US News

RENT OUT OF SHAPE

A group of rent-stabilized tenants are fighting to keep their East Village neighborhood affordable by turning down buyout offers of up to $125,000 apiece from a pair of real-estate barons.

The residents charge that the buyout bid by Icon Realty Management, owned by Terrence Lowenberg and Todd Cohen, would destroy the building’s sense of community.

“They offered me $120,000,” said Carolyn Chamberlain, 65, a secretary who pays $400 for her two-bedroom apartment in the six-story, prewar building at 176 E. 3rd St.

“I told them I would only be interested if it was middle-six-figure offer. It’s outright harassment,” she said.

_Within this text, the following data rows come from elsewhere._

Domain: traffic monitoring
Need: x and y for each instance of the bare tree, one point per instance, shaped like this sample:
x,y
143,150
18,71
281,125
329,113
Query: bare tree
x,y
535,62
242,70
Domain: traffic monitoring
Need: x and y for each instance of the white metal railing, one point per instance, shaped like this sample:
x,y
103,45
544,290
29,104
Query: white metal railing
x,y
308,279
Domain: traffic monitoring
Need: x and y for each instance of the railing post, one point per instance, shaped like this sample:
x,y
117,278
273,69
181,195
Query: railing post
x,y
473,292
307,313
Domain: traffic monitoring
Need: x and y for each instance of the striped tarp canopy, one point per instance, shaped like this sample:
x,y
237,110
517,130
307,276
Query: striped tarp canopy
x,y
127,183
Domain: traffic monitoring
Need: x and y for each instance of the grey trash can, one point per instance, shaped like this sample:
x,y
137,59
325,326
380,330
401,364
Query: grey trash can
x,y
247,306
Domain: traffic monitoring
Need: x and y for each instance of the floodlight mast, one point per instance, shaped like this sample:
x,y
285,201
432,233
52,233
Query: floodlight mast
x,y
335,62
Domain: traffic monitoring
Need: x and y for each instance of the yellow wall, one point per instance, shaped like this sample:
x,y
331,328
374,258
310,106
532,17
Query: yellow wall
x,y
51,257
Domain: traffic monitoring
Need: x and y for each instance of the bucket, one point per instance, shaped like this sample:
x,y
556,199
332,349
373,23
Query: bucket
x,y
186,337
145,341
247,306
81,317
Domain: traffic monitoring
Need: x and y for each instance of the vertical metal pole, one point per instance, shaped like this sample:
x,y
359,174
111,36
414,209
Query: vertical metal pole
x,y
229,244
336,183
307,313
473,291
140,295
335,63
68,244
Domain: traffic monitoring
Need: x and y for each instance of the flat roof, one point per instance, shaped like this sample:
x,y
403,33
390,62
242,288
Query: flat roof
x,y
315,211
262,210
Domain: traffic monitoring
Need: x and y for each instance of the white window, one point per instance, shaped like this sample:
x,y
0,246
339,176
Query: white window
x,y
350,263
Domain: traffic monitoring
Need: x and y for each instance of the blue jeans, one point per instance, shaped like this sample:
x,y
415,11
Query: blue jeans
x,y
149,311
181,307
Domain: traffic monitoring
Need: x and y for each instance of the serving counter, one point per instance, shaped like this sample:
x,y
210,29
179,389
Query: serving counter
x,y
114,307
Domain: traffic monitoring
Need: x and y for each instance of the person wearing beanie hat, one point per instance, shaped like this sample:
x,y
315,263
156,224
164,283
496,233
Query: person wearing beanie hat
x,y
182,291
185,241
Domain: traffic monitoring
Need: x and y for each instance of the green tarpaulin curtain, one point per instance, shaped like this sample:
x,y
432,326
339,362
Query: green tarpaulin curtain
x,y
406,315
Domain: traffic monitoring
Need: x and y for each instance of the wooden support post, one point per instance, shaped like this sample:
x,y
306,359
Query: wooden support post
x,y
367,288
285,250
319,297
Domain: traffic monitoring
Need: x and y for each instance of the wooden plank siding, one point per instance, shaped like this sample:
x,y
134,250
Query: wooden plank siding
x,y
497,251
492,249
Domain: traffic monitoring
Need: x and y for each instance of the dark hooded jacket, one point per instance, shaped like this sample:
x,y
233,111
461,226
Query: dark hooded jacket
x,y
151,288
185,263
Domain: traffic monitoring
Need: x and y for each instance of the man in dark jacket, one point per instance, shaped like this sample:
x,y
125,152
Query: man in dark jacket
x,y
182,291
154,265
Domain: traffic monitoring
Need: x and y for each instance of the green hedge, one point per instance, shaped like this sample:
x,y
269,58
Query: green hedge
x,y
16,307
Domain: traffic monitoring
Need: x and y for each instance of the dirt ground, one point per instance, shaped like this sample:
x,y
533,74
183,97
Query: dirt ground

Alexander Camu, a bartender, said he turned down a $125,000 offer.

“I moved here when the neighborhood was crap,” he said. “I turned down the offer because I’m being paid to leave my life.”

Camu said the buyout agent was dishonest when he told another tenant that Camu had accepted an offer. Camu said he never did.

But residents estimate that at least six of the building’s 48 tenants have already snatched up Icon Realty’s offer and moved out.

Gentrification has changed the gritty neighborhood – once a magnet for struggling artists and drug activity – into a desirable downtown hotspot with upscale restaurants and bars.

The tenants complained that the landlord recently changed an electronic lock on the building’s front door to a more difficult standard version as a ploy to send them to an Icon representative looking for help. The rep would then use the opportunity to pitch the buyout, the tenants said.

“They want to buy people out and renovate the apartment, and then they want to flip the building,” said Heather Gradowski, who pays less than $700 a month for her one-bedroom apartment.

Many of the tenants said the $125,000 offer sounds like a king’s ransom, but after taxes, they wouldn’t be able to afford to live in Manhattan on it.

Construction is now going on in the vacated apartments to modernize the digs.

Linda Alexander, a spokeswoman for Icon Realty, said the management team did not harass any tenants.

“The [representatives] made several generous buyout offers, and when people refused, they accepted their answer,” she said.